Search JTA's historical archive dating back to 1923

Statutes for Reorganizing Roumanian Kehillahs Adopted at Conference

December 16, 1928
See Original Daily Bulletin From This Date

Women May Vote But Are Not Eligible for Election (J. T. A. Mail Service)

The draft Statutes for the purpose of regulating the Jewish Communities in the country in accordance with the new Government law were adopted unanimously at a Conference of Jewish Communities, held here this week. The conference expressed appreciation of the work of M. Schweig, the Secretary of the Federation of Jewish Communities in Old Roumania, who drafted the statutes.

The Federation of Jewish Communities in Old Roumania was represented by Chief Rabbi and Senator, Dr. Niemirower, the President of the Federation, M. Eli Bercovici, M. Schweig, Dr. I. Steinhardt, M. Adolf Schwartz, M. A. Solomon, M. S. Gross, and M. I. L. Sternbach; Dr. Filderman and M. Serezianu represented the Union of Roumanian Jews; Chief Rabbi Zirelson of Kishineff, Rabbi Mordecai Shochetman of Saroka and M. B. Aberman of Bender, represented the Orthodox Central Committee of Bessarabia, and Dr. Mutchnik, Engineer Kusznir, M. J. Skwirsky and Rabbi Berger represented the Democratic Central Committee of Bessarabia; Chief Rabbi Dr. Eisler and M. Laks, General Secretary, represented the Jews of Transylvania, and Dr. Galimir and M. Almoslino represented the Spagnol Communities. The only absentees were the Orthodox Jews of Transylvania, who stated that they were opposed to the establishment of a united front, Former Deputy Dr. Ebner of Czernowitz sent an apology explaining that the election campaign made it impossible for him to attend.

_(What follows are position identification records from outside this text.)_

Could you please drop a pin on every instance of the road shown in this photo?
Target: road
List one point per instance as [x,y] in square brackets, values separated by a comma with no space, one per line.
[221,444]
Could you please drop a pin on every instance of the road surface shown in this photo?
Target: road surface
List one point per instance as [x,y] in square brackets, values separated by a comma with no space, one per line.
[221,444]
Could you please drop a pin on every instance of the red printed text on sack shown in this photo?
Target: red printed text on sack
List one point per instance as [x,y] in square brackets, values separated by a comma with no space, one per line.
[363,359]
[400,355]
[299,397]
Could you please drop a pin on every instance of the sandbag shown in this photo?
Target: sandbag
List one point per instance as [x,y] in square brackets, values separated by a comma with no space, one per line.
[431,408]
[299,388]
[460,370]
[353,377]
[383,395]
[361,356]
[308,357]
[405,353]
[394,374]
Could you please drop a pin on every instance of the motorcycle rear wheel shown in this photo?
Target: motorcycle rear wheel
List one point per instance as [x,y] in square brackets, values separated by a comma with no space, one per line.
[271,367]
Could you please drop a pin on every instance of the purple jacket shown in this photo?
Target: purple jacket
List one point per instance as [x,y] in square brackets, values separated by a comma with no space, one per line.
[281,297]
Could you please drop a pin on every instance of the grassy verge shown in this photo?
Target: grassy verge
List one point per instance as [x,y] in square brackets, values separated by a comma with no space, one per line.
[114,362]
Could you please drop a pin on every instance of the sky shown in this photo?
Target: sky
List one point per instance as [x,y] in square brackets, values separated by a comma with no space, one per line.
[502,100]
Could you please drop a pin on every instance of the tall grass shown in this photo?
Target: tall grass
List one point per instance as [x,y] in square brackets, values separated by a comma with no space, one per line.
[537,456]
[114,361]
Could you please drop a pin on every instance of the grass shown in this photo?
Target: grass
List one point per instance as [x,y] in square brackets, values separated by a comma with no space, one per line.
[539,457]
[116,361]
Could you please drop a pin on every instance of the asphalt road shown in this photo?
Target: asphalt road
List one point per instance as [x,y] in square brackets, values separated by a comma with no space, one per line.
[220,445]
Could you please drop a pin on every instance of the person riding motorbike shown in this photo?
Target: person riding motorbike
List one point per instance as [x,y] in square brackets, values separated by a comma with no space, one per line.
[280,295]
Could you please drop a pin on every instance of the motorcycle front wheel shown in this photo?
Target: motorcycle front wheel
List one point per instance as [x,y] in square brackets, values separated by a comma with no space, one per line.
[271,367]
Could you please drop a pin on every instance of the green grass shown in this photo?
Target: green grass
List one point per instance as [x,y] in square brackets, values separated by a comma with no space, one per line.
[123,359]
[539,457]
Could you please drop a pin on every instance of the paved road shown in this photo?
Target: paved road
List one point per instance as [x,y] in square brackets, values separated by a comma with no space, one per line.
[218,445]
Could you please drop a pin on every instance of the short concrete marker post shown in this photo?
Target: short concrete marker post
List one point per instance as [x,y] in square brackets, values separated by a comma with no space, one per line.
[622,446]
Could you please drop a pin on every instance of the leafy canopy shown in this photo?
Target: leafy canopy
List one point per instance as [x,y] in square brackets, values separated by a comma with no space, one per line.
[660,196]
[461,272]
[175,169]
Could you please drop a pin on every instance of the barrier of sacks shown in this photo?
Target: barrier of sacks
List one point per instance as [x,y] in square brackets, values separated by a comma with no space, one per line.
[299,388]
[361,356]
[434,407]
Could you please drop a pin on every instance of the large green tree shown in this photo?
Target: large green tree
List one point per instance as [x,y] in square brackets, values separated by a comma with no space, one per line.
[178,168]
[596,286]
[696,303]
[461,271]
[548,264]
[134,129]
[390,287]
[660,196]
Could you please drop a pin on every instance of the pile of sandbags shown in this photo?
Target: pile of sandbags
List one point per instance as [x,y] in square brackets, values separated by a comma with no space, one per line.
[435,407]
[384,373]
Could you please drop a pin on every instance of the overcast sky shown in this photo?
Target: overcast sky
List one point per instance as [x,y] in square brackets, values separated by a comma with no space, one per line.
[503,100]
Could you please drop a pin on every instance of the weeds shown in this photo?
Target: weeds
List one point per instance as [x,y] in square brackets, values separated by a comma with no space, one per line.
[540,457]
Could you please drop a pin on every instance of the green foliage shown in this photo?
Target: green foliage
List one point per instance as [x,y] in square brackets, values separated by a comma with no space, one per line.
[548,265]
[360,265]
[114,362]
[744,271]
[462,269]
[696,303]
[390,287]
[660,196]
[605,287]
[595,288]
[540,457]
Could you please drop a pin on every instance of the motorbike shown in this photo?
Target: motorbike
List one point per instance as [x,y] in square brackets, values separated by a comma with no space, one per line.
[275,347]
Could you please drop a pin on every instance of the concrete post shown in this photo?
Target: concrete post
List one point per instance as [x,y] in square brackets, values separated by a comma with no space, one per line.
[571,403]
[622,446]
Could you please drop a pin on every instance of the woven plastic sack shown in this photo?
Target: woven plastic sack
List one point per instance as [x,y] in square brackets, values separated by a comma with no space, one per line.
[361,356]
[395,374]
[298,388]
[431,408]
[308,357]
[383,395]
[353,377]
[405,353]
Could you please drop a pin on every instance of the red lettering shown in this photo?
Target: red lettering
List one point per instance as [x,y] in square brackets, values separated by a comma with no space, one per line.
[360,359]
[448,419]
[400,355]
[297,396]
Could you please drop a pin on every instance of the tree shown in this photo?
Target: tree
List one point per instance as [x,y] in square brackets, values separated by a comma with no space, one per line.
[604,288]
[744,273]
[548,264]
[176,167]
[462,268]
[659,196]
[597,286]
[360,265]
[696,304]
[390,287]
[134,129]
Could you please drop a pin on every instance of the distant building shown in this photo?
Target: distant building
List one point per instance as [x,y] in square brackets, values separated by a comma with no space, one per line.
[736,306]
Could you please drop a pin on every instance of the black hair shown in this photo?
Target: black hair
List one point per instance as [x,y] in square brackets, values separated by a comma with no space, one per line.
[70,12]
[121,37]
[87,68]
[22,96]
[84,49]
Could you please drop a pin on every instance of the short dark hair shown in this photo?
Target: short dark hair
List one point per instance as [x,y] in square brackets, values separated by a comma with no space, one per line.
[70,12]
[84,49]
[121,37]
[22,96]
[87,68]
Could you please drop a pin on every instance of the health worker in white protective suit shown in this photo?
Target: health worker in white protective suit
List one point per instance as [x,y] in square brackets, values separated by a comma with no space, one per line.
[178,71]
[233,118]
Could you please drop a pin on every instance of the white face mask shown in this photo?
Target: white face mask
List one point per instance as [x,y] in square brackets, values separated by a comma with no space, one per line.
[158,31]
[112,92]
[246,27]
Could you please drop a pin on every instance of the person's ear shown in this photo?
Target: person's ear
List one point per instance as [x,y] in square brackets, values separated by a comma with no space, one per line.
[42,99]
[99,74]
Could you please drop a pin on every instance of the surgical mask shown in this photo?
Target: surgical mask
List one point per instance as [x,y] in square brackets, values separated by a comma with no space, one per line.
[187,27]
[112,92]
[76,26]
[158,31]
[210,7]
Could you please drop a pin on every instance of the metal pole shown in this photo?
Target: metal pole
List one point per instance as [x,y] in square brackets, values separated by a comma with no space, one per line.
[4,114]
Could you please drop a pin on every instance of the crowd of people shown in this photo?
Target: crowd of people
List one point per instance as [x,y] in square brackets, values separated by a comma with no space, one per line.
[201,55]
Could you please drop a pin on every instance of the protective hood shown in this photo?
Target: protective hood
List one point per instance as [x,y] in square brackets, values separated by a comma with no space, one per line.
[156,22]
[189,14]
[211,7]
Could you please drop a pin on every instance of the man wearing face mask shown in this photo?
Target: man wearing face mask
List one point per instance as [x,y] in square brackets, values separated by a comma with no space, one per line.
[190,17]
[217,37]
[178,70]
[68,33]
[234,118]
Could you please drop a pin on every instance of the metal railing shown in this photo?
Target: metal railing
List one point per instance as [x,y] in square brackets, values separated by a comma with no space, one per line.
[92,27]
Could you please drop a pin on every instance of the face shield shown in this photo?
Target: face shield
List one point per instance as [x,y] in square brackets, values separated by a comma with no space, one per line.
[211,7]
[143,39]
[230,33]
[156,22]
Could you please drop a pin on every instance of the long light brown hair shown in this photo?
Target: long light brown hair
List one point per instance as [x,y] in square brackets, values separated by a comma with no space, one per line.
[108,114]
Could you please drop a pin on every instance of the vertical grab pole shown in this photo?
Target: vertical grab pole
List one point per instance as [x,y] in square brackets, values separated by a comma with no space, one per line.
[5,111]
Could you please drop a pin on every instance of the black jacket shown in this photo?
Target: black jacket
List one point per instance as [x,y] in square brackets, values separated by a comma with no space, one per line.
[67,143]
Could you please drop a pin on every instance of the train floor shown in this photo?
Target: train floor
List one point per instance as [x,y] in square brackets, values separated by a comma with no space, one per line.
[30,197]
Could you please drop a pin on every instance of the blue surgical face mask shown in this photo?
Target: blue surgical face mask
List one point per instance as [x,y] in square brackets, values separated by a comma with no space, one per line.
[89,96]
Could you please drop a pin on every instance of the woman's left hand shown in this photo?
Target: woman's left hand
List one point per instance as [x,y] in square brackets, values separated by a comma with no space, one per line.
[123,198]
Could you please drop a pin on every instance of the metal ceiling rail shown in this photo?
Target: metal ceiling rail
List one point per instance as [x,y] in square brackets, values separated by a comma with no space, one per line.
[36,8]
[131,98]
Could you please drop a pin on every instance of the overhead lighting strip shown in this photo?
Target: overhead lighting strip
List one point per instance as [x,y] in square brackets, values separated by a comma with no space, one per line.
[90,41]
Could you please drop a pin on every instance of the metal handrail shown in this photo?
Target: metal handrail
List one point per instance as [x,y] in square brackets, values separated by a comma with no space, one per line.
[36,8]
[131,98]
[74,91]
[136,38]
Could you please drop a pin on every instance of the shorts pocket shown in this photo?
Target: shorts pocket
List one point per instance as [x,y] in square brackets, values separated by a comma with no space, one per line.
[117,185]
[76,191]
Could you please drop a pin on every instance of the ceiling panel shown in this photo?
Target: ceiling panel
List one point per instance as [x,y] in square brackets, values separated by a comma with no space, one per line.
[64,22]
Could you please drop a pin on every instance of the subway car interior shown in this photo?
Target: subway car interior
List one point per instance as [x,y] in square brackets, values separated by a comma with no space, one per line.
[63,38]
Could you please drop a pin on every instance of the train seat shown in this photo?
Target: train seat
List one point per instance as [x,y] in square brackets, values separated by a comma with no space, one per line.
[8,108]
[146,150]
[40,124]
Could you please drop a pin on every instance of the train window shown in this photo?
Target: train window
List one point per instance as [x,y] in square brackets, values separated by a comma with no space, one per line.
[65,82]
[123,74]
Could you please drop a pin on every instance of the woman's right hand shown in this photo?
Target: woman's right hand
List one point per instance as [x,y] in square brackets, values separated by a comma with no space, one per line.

Heated discussion took place on two questions–votes for women and the voting age. The Democratic Bloc of Bessarabia demanded that women should have the right to vote and to be elected. Chief Rabbi Zirelson threatened to withdraw from the conference if women were allowed to be elected. Chief Rabbi Zirelson’s motion that women should not be eligible for election was adopted, and the Democratic Bloc declared that they would stand by a votum separatum. It was decided to give the vote to persons who have reached the age of 21, and to hold the elections on a proportional basis.